In Canada, here is an interesting document on Catastrophic Drug coverage in Canada.
- In 2002, one study estimated that approximately 11% of Canadians faced the risk of experiencing high prescription drug costs because they either lacked or had insufficient drug coverage
- Unlike most countries that are members of the Organisation for Economic Co operation and Development (OECD), Canada does not have a national catastrophic drug coverage system, nor does it have a national universal prescription drug coverage plan.
- Though the Canada Health Act provides for public coverage of physician services and hospital care, the only pharmaceuticals it covers are those used while in the hospital.(17) Out-of-hospital prescription drugs were left beyond the purview of the Canada Health Act, because historically they had played a limited role in the provision of health care, and their costs were not considered a significant financial burden to Canadians
- It also meant that prescription drug coverage was not considered medically necessary, but rather a fringe benefit offered by employers in the private sector.
However, this situation began to change as early as the 1970s, when provincial governments started to recognize that the rising costs of prescription drugs could constitute an increasing financial burden on those with low or fixed incomes.
Private Plans: Private plans offered by employers, unions and professional associations are a significant source of drug coverage in Canada, providing approximately 60% of Canadians with some degree of protection from catastrophic drug costs.(22) Of those enrolled in private sector programs, 55% have plans that protect against catastrophic drug costs, either through the provision of a cap on overall drug expenses, or through their coverage of 100% of total drug costs.

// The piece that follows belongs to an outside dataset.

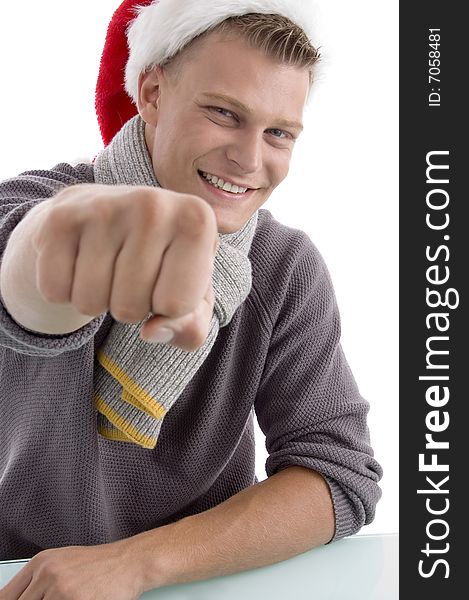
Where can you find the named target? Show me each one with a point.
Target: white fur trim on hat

The remaining 45% have plans that provide substantial but incomplete coverage, commonly reimbursing 80% of drug costs, once a deductible is reached. Federal Government Plans: The federal government administers prescription drug coverage plans for specific population groups that do not otherwise have access to private drug plans, or plans offered by provincial or territorial governments. These programs are managed by the following departments: Health Canada for First Nations and Inuit; Veterans Affairs Canada for veterans and regular and retired members of the Royal Canadian Mounted Police; Correctional Service of Canada for federal offenders; Citizenship and Immigration Canada for refugee claimants, Convention refugees, and persons detained by the department for immigration purposes;(25) and the Department of National Defence for members of the Canadian Forces. Altogether, these federal plans cover approximately 1 million eligible clients at a cost totalling $594 million in 2007–2008.